Department store Myer has suffered a 22 per cent profit slide, but expects the year ahead to improve as recent store refurbishments, including in Adelaide, help lift sales.
The retailer made a net profit of $98.5 million for the 12 months to July 26, down from $127.2 million year ago.
In response, the department store cut its final dividend to 5.5 cents per share, fully franked, down from eight cents a share last year.
Total sales for the year were virtually flat at $3.14 billion, but Myer blamed the result on refurbishment work at four stores and the closure of two others.
Comparable sales, which exclude the impact of the refurbishments and closures, were up 1.2 per cent for the year and 2.1 per cent for the fourth quarter.

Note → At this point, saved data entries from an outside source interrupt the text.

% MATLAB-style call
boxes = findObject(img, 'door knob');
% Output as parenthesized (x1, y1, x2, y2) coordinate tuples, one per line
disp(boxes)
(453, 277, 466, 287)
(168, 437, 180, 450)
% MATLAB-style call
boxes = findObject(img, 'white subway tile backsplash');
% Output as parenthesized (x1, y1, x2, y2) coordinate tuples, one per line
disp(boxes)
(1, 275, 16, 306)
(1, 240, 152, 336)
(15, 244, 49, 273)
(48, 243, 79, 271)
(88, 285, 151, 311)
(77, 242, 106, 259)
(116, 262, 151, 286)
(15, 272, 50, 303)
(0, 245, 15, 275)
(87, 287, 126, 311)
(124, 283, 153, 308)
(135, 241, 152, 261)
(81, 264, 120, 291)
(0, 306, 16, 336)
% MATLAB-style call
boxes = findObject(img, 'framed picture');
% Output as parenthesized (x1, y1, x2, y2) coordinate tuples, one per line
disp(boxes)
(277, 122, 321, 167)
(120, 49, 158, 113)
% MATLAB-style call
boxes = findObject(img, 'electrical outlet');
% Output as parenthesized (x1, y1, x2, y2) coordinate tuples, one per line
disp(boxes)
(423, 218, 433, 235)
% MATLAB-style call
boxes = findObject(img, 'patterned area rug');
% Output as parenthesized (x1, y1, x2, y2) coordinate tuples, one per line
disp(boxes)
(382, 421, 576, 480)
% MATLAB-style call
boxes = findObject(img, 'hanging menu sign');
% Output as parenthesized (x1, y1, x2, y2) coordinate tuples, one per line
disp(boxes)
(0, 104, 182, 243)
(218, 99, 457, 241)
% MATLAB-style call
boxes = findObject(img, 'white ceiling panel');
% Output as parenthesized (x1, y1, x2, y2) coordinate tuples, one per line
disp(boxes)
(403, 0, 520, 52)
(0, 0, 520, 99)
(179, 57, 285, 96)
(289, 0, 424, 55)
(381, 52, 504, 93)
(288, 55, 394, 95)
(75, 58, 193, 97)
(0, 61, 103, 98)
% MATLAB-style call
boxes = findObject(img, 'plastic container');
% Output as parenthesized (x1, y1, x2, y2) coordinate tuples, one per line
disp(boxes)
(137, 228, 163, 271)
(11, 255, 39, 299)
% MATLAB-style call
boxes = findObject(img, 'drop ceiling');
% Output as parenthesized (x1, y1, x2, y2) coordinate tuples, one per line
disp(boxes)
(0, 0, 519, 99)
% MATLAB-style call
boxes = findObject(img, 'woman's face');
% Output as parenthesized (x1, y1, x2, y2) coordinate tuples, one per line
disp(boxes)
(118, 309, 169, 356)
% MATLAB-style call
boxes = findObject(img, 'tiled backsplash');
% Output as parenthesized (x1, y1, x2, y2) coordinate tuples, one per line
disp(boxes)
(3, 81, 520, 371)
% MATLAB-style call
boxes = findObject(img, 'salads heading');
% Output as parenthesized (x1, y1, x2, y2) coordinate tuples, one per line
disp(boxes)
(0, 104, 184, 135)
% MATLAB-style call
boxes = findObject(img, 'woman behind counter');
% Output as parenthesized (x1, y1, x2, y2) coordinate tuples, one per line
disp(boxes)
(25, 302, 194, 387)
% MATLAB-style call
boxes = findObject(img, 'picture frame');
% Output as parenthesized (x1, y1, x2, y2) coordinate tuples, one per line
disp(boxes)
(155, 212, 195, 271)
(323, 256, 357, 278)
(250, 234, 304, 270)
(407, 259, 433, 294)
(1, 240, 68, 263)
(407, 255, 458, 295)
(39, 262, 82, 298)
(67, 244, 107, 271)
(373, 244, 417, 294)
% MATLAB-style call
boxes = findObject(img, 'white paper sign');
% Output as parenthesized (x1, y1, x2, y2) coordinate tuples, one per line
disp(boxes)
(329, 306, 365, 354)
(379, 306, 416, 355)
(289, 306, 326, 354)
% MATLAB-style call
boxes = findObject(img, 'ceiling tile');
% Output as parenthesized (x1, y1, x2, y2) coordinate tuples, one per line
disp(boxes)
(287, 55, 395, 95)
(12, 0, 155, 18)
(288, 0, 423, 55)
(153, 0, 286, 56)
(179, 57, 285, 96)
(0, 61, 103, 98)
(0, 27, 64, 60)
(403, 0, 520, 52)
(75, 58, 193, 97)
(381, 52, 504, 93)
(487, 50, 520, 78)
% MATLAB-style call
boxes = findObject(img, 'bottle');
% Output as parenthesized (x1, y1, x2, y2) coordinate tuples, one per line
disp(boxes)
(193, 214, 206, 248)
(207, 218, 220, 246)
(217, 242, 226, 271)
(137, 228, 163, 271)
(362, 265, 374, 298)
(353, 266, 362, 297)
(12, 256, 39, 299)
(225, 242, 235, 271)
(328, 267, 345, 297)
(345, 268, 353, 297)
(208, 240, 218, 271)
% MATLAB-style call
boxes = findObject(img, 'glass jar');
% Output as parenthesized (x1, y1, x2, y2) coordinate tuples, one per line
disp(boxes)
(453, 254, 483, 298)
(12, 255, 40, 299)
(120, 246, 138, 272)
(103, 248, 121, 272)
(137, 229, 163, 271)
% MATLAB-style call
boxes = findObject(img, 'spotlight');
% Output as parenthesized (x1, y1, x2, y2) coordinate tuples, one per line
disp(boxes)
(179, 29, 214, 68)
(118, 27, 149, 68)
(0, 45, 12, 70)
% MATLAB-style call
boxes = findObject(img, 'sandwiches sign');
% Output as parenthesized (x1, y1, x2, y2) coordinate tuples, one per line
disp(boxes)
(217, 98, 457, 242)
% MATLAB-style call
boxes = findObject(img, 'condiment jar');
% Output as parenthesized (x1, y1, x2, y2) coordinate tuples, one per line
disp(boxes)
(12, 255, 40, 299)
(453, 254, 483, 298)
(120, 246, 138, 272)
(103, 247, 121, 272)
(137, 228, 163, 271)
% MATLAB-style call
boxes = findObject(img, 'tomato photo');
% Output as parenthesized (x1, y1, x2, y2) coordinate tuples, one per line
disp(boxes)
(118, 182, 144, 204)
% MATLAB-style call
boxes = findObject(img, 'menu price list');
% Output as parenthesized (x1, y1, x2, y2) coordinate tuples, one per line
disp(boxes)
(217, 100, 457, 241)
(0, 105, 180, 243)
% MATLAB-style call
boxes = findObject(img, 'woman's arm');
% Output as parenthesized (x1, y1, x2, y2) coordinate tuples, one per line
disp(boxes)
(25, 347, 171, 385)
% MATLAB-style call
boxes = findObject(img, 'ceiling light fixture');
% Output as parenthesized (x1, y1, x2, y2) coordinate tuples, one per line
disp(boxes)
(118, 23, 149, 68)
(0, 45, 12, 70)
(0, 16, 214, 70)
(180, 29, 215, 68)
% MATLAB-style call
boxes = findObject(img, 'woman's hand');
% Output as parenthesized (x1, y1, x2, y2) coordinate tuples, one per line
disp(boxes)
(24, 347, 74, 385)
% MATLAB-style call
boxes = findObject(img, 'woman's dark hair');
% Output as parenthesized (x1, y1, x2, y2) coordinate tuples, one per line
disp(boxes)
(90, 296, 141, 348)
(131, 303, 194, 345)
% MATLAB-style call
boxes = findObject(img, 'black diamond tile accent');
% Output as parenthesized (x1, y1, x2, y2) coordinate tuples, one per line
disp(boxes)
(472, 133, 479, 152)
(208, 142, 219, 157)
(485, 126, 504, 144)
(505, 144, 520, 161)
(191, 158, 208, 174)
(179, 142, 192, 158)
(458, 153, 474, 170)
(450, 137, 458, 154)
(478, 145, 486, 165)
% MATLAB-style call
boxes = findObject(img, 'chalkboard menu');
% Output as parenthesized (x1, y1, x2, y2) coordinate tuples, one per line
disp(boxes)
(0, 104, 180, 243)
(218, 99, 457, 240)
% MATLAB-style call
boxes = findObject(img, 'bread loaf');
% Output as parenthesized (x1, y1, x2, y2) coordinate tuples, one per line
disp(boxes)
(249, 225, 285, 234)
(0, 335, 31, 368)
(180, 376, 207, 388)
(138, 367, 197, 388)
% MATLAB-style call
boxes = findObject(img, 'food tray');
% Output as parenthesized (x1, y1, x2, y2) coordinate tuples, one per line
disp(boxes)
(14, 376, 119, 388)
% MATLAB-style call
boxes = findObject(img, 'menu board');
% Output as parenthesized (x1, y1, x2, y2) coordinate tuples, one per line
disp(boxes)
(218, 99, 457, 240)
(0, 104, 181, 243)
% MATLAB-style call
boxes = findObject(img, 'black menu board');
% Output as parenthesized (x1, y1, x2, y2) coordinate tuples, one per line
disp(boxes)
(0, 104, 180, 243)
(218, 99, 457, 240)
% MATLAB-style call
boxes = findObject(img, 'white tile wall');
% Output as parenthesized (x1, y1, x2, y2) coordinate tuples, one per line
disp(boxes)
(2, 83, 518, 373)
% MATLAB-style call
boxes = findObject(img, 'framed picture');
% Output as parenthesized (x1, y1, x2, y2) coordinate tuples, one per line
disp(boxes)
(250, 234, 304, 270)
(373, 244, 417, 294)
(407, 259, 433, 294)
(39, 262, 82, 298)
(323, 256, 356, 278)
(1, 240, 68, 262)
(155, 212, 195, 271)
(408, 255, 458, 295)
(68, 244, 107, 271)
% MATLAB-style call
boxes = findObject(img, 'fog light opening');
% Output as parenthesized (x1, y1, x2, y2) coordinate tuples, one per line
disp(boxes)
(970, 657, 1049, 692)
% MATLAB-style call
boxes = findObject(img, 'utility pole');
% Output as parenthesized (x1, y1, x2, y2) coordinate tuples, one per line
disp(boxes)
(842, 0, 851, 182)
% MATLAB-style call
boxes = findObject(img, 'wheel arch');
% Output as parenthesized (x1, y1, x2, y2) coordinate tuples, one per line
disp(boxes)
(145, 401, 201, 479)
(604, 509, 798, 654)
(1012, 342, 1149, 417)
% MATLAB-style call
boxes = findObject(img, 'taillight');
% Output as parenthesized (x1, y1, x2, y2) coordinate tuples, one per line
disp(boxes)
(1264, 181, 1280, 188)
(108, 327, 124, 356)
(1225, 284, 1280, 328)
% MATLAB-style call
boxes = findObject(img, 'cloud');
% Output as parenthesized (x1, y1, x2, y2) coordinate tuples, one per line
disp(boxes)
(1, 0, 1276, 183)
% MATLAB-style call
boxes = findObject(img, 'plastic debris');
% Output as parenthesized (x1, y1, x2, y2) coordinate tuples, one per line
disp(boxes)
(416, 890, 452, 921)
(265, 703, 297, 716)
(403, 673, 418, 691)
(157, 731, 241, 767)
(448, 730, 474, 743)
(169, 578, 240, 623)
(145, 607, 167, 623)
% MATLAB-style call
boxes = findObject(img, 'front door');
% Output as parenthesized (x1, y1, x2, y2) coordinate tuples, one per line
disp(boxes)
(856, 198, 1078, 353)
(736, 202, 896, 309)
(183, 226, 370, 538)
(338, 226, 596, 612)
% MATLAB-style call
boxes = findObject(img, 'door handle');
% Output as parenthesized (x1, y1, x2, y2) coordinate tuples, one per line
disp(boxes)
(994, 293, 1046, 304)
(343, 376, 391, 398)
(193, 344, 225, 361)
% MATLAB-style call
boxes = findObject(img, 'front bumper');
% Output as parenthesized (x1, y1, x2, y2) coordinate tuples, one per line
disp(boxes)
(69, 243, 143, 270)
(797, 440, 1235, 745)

Chief executive Bernie Brookes said the completion of the refurbishment work should help lift sales during the 2015 fiscal year.
“As expected, our investment in the business during the year adversely affected profitability however we look forward to the benefits beginning to be realised in FY2015,” he said.
“Myer is positioned to deliver an anticipated improvement in sales in FY2015 benefiting from the recently refurbished stores at Adelaide and Indooroopilly, expansion of our flagship Melbourne City store, the imminent launch of two new stores at Mt Gravatt (October 2014) and Joondalup (November 2014) and the completion of refurbishments at Macquarie (October 2014) and Miranda (November 2014).
“We expect continued online sales growth, and a positive customer response to several exciting new brands including Alex Perry and L Lisa Ho and a strengthened menswear offer with the introduction of brands such as M.J. Bale, Herringbone and Scotch & Soda.
“We look forward to leveraging the valuable insights and experience of our recently strengthened leadership team as we continue to evolve our strategy and deliver improved shareholder value.”
Investors punished the store for the result, sending Myer shares down 21 cents to $2.26 as of 11am AEST.